Dans le monde nord-atlantique et latino-méditerranéen, on assiste à une éclipse du récit national accusé d’avoir nourri un roman national mortifère (les deux guerres mondiales) et conditionné les esprits à accepter la colonisation. On considère souvent la nation comme une catégorie d’entendement obsolète. On passe à l’histoire connectée, à la « Word history ». On fait l’aller et retour entre le global et le local en court-circuitant l’étage de la nation. On entre dans une époque écrasée par le phénomène du « présentisme» (3), quand se développe l’illusion que le monde commence avec nous, que ni il ne nous précède, ni il ne nous excède. Le projet d’une Maison de l’histoire de France, qui fit long feu après la défaite de Nicolas Sarkozy aux présidentielles de 2012, illustre cette crise de conscience de l’idée de nation en France. En ce cas, pourquoi s’attarder à un récit national, celui du Maroc ? Pourquoi ne pas marcher sur les traces de Charles-André Julien et d’Abdallah Laroui et récrire une histoire du Maghreb transversale aux nations ? Et, alors que la pensée postcoloniale privilégie l’histoire des minorités et monte en épingle l’hybridité, le métissage, pourquoi ne pas écrire une histoire du bassin occidental de la Méditerranée incluant l’Occident musulman et les pays latins chrétiens de la rive nord ? La question ne m’a pas même effleuré. Il fallait jouer sur la pluralité des langues, ce dont j’étais bien incapable. Et puis, pour avoir vécu au Maroc, je savais la force du sentiment national au sud de la Méditerranée. Je voyais avec inquiétude resurgir en Europe des nationalismes virulents sous le masque du national-populisme. Le cosmopolitisme des élites passées à la mondialisation engendre partout des réactions d’affirmations de soi xénophobes chez les peuples. Le refus de nombre d’intellectuels à se colleter avec la question de l’identité nationale laisse le champ libre aux chantres d’un nationalisme outrancier, exclusif, refermé sur l’hexagone. Ce climat intellectuel aiguisa mon aspiration à comprendre ce que cela signifie d’appartenir à un pays, à un peuple, à une nation au temps de la mondialisation. Peut-être en cherchant à comprendre historiquement le Maroc, était-ce mon appartenance à une nation en crise que je cherchais à élucider ?

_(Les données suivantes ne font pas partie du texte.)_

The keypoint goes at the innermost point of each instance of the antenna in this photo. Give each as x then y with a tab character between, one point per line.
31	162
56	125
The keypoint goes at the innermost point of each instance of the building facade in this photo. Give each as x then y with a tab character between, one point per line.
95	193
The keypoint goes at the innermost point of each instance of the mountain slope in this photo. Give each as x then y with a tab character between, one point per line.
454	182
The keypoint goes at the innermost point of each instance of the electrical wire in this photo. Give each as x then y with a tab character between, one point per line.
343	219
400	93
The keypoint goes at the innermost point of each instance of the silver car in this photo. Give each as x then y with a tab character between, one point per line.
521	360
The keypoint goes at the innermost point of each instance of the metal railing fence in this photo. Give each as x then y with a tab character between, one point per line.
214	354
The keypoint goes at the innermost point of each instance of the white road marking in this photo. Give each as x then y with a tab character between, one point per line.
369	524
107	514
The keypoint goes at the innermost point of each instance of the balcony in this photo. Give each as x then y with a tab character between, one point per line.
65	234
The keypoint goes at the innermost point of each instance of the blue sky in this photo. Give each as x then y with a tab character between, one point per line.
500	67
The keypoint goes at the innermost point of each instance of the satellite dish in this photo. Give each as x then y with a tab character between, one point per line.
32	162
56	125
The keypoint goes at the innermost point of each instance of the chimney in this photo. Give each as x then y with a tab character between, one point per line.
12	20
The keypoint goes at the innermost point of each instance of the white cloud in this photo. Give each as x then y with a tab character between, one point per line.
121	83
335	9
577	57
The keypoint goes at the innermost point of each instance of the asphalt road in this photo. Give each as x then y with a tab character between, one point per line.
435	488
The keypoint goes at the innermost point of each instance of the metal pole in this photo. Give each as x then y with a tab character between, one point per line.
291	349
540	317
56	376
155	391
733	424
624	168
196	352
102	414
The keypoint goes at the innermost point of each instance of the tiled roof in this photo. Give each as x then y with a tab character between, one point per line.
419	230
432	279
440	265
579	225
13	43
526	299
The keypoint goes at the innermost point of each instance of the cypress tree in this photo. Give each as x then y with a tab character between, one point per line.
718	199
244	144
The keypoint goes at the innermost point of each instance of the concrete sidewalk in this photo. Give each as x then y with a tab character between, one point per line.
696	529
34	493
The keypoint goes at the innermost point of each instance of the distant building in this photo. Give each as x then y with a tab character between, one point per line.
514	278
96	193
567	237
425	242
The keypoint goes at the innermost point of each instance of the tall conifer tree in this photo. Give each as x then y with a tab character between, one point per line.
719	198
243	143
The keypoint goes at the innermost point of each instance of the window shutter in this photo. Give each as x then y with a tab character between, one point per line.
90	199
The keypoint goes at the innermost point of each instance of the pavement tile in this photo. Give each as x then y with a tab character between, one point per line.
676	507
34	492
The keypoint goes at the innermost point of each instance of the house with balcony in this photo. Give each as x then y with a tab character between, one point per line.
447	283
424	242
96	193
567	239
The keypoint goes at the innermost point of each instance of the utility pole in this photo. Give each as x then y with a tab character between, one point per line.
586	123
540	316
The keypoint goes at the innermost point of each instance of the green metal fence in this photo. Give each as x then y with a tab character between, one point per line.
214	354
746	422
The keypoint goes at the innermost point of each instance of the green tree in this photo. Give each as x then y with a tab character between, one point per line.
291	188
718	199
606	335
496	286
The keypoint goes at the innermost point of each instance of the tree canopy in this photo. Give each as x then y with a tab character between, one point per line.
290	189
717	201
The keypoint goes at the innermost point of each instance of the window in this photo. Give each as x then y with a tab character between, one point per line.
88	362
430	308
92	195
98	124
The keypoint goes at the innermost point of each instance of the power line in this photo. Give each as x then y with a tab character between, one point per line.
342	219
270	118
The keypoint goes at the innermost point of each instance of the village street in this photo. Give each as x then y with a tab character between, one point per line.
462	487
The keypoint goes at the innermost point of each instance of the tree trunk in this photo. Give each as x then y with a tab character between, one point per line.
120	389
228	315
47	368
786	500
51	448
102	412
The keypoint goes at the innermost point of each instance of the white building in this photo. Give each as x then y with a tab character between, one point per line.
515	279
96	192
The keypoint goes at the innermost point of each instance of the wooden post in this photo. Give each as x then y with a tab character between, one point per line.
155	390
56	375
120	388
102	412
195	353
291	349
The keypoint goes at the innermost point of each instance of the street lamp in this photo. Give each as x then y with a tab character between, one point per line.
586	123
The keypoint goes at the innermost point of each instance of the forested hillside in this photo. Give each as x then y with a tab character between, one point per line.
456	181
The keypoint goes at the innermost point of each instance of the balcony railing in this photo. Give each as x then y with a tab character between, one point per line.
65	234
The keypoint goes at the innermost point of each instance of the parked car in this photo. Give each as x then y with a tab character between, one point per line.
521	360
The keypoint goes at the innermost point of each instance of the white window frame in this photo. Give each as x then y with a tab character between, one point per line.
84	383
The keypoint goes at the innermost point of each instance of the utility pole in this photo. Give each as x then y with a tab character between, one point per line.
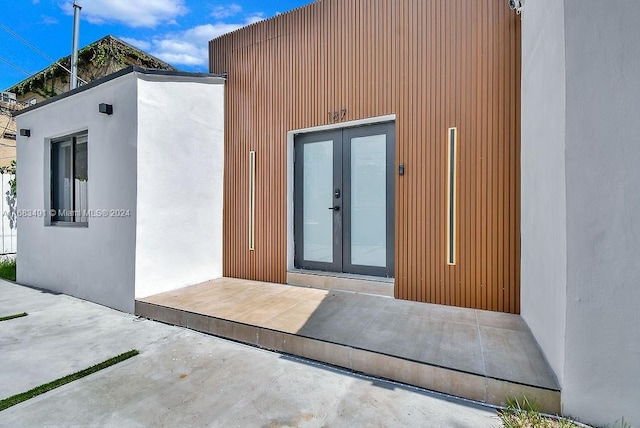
74	47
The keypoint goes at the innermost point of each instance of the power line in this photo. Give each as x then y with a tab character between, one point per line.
35	49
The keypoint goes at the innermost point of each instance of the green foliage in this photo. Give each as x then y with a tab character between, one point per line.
19	398
11	169
8	268
526	414
105	56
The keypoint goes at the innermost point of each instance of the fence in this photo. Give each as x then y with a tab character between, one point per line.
8	229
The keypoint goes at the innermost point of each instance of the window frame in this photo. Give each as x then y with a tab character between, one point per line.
53	212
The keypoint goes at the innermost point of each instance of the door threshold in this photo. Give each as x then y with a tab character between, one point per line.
342	281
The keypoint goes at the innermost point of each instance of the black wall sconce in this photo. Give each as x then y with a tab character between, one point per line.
105	108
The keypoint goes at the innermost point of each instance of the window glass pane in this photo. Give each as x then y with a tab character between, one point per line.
69	178
61	185
368	201
318	197
81	177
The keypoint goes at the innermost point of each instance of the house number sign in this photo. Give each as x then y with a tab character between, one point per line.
337	115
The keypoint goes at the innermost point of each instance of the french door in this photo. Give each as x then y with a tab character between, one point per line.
344	200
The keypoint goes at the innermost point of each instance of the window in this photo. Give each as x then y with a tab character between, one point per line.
69	179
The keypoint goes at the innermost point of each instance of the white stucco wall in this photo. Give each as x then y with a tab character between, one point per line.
580	200
602	357
543	221
94	262
180	182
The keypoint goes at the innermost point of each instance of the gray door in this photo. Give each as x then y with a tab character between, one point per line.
344	200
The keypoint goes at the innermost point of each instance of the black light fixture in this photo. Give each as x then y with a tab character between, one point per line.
105	108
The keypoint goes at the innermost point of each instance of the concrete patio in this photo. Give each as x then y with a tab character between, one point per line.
480	355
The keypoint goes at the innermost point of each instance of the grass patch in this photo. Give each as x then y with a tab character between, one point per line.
10	317
8	269
19	398
524	414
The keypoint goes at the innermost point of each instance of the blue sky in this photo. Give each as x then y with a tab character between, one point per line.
176	31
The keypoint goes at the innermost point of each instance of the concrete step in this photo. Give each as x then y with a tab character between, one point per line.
328	327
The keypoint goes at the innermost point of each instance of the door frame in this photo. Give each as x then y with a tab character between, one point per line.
291	135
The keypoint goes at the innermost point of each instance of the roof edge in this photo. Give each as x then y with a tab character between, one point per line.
112	76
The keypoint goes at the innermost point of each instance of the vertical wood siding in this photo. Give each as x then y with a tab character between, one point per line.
435	64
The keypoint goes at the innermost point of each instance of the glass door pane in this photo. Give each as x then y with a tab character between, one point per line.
317	198
368	201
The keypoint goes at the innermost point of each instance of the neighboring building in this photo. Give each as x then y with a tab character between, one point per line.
581	200
8	106
377	142
137	190
96	60
101	58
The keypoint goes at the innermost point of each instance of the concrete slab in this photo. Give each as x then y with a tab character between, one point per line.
185	378
469	353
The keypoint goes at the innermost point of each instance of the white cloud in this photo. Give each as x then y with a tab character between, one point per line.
221	12
190	47
138	13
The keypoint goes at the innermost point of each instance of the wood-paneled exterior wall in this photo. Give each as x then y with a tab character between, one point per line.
435	64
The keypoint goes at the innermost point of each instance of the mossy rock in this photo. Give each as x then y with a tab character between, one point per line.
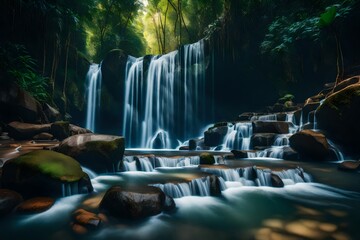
60	130
339	117
101	153
207	158
45	173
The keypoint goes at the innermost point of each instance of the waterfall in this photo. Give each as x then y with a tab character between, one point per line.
251	176
93	79
150	163
238	136
167	104
196	187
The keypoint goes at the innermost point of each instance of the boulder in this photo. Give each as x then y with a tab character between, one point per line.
310	145
19	105
339	117
276	180
270	127
45	173
35	205
135	202
74	130
8	201
51	113
215	189
240	153
215	136
262	139
197	144
86	219
43	136
60	130
207	159
349	165
245	116
24	131
345	83
290	154
101	153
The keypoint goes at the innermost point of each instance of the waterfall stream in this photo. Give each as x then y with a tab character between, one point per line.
93	80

Ce ne fut pas le seul déclic qui me lança dans cette entreprise d’écrire une synthèse historique sur le Maroc. Il s’agissait aussi de ne pas laisser le monopole de cette écriture à ceux qui, en France, soutiennent que le Maroc est une exception, que son explication est insulaire (les Berbères derniers blancs en Afrique, les Alaouites Hohenzollern de l’Afrique du Nord, l’islam syncrétique et « modéré »). Loin de moi de nier la singularité du Maroc. Mais, de là à considérer qu’il est à part dans le monde islamo-méditerranéen et prédestiné à devenir une nation, une monarchie constitutionnelle, un ilot de tolérantisme religieux et un nouveau dragon à la manière sud-asiatique en Afrique du nord-ouest, il y a un pas que je me refuse à franchir. On sait que, de Jacques Benoit-Méchin (4) à Bernard Lugan (5), il y a une version française de l’histoire du Maroc imbue de nostalgie de la monarchie française et de la chrétienté occidentale et que ce récit plaît à une large partie de la bourgeoisie marocaine francophone : c’est tellement agréable pour elle se s’entendre dire par nous, Français, que le monde que nous avons perdu, elle a su le conserver en version musulmane ! Cette représentation du Maroc, je la récuse absolument.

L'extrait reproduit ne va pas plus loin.